To explain, besides being late, and needing valet parking, it was explained to me that I could get validation from the movie theater, as long as the stay was under 2 hours. Sadly the Universal Citywalk does not show films from the 1950s.

Even so, I’ve really said all I can say about Mr. Abrams, at least for 3pm on a Saturday. Okay, on this Saturday. So it is now time, and it’s about time, to bash Mr. Simon Pegg for, well, being humorless. It all started, non-chronologically of course, when I was reading about the lens flare bit that came up on the internet. Non-chronologically because first I read an interview with Mr. Pegg being a big baby, without an inkling as to which diamond encrusted bottle had been taken from his manager’s assistant. In other words, I was angry, I just had to find out why. Think about it: the alternative was not being angry.

Ironic given the filmmakers in question, we will go in chronological order: Mr. JJ Abrams was born, avoided my various attempts to travel through time and kill him, and made Star Trek. During the filming of which, there was what can only be called a compulsive use of the lens flare to distract people from the fact that there is no filmmaking going on. Shiny…literally! In a ribbing as gentle as say, a Simon Pegg movie, some one mocked them for same, and not for, I don’t know, making one of the most hateful movies of all time. You can see it here.

Despite my singular opinion/factual observation, Star Trek not only went on to be financially successful but to be critically popular, enough to have that weird Kevin Bacon quality: the movie that always rates highest on the tomato meter in every actor’s career, even Mr. Pegg’s. Like any perfect success, and suspecting, correctly, that it was a sham, Mr. Pegg lashed out at the Unbelievers:

It demonstrates JJ’s supreme talent as a film maker that the main means of knocking him is to magnify a throw away artistic choice, into some sort of hilarious failing.

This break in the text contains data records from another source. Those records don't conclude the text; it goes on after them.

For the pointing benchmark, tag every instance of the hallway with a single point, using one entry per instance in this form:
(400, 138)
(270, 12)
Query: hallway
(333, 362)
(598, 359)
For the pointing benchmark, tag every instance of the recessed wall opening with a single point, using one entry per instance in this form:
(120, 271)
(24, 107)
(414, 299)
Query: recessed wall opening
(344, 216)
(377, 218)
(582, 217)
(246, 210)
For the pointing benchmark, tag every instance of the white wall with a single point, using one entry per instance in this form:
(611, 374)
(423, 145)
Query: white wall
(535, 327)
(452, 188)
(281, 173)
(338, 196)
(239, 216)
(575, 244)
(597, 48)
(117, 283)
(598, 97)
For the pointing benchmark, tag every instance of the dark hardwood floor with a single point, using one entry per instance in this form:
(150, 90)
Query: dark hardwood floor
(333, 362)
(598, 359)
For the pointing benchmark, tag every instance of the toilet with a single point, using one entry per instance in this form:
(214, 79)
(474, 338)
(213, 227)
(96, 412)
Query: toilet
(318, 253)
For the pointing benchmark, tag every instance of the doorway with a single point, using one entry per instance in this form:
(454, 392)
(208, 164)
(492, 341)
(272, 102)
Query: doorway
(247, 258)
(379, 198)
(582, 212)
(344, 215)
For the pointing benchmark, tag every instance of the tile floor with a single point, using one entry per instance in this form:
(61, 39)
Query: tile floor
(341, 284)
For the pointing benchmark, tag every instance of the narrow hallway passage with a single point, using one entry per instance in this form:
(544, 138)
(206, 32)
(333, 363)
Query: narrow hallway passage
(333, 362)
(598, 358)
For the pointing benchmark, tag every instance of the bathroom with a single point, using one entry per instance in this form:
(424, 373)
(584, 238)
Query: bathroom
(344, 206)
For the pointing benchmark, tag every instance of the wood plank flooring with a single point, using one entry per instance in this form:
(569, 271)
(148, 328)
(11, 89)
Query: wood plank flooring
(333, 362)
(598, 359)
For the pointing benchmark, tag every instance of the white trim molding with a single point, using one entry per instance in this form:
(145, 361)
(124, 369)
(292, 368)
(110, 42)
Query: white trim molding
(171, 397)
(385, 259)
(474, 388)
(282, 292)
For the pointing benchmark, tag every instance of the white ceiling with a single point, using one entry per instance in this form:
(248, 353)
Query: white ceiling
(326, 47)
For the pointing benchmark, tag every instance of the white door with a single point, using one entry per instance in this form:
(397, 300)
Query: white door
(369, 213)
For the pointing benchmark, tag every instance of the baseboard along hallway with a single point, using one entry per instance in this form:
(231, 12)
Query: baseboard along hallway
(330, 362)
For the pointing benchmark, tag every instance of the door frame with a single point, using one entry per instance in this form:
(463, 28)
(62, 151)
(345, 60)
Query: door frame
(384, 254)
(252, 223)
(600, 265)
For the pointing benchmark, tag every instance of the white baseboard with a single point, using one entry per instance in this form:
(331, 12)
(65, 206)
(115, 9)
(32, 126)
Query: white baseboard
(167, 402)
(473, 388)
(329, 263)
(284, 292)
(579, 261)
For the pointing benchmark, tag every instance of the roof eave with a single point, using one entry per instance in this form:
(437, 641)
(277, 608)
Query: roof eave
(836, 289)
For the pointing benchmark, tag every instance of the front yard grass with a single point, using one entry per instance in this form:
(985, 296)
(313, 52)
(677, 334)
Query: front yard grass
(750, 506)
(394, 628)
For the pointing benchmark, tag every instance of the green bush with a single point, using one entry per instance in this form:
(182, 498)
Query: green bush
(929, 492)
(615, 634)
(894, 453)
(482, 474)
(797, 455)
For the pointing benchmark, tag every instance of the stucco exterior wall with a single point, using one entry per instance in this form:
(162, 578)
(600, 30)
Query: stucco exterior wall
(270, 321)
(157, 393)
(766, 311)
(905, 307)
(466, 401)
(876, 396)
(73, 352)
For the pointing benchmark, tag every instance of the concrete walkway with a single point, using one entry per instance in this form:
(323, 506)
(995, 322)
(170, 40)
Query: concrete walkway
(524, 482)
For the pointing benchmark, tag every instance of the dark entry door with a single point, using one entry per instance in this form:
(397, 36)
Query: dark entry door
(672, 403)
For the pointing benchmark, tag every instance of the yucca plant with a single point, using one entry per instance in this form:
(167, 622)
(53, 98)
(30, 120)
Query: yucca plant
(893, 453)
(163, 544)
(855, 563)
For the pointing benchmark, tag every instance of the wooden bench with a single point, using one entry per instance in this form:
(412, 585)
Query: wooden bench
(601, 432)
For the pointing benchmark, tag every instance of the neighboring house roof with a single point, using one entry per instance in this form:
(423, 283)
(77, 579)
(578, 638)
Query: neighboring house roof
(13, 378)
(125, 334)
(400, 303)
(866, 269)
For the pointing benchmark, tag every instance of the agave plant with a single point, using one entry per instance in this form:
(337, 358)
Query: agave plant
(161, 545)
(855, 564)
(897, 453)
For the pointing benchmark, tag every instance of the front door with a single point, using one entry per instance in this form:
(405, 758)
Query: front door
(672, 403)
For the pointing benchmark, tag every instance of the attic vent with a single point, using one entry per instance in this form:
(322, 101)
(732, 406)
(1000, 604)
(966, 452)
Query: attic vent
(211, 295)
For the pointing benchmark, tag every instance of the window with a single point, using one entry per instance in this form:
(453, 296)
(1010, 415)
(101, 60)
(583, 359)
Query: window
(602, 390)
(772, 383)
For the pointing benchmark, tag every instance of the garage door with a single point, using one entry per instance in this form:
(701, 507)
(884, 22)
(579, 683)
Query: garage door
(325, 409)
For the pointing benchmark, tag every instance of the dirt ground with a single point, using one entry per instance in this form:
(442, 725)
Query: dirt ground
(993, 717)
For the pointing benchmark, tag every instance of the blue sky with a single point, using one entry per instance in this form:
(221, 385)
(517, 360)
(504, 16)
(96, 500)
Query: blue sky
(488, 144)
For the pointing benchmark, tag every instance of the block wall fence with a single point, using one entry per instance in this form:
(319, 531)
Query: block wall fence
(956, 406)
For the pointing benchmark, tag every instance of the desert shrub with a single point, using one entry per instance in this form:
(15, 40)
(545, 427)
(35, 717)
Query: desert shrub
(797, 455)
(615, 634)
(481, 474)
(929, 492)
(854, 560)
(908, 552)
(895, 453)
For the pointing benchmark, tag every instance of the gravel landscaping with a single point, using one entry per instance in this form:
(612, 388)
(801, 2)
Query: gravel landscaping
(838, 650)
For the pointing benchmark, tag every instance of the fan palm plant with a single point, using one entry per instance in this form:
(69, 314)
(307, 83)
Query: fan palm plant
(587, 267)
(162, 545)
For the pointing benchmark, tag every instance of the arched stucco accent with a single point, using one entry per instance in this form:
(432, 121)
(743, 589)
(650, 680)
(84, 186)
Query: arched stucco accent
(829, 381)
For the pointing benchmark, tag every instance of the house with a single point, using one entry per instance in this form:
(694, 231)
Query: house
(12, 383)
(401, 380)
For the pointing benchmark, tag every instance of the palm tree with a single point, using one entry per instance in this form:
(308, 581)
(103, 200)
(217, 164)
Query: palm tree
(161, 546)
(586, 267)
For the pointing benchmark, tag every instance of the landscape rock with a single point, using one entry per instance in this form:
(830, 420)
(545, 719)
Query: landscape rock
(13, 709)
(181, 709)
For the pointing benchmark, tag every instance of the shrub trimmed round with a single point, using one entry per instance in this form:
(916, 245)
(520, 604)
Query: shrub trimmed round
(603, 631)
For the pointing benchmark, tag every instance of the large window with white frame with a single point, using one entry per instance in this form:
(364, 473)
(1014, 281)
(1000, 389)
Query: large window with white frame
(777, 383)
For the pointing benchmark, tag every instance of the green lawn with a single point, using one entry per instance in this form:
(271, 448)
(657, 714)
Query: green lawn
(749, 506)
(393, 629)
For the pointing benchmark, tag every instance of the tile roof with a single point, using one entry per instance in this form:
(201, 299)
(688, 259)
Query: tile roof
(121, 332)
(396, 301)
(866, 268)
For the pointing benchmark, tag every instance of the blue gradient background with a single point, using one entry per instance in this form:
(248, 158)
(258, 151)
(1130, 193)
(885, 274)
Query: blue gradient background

Now let’s think about this for a moment. It’s fine, kind of funny really, when someone like Mr. Samuel Jackson is imbued with the massive critical and commercial success Marvel’s Avengers Assemble, and yet cannot tolerate the single nail standing up and ruining the line on his bird’s-eye maple action-figure cabinet. But here we are talking about Mr. Simon Pegg, who made his bones viciously, and proportionally, taking down Episodes 1 through 3 in Spaced. He and Mr. Edgar Wright would go on to lightly send up the various zombie and cop films in the affable, but let’s face facts and admit only vaguely okay Shaun of the Dead and Hot Fuzz. Like a blue-jean communist, however, it was only a matter of time before his true desires were revealed when the even-worse-than-Episode-1 Star Trek (Kirk drives a priceless car off a cliff! What a great way to introduce a villain!

He’s what now?),

came along, (and yes, I just interrupted a sentence with two paragraph breaks and now this parenthetical to talk about the interruption) and he said ‘I was only kidding about kidding.’

Girl likes boy (and vice versa, and versa versa, and vice vice).

These kissass protestations of a man desperate to get into, that’s right, the idiotic Star Wars franchise he was so instrumental at mocking are depressing enough, but it seems here like the sour grapes of someone who’s drinking a very nice bottle of Châteauneuf-du-Pape. If you made a decent, or even a pretty bad, genre movie, and some critics lambast you for not making an art movie, you’re not going to have this kind of exaggerated reaction unless you’re Hr. Uwe Boll. But he did make an art film, so fair enough.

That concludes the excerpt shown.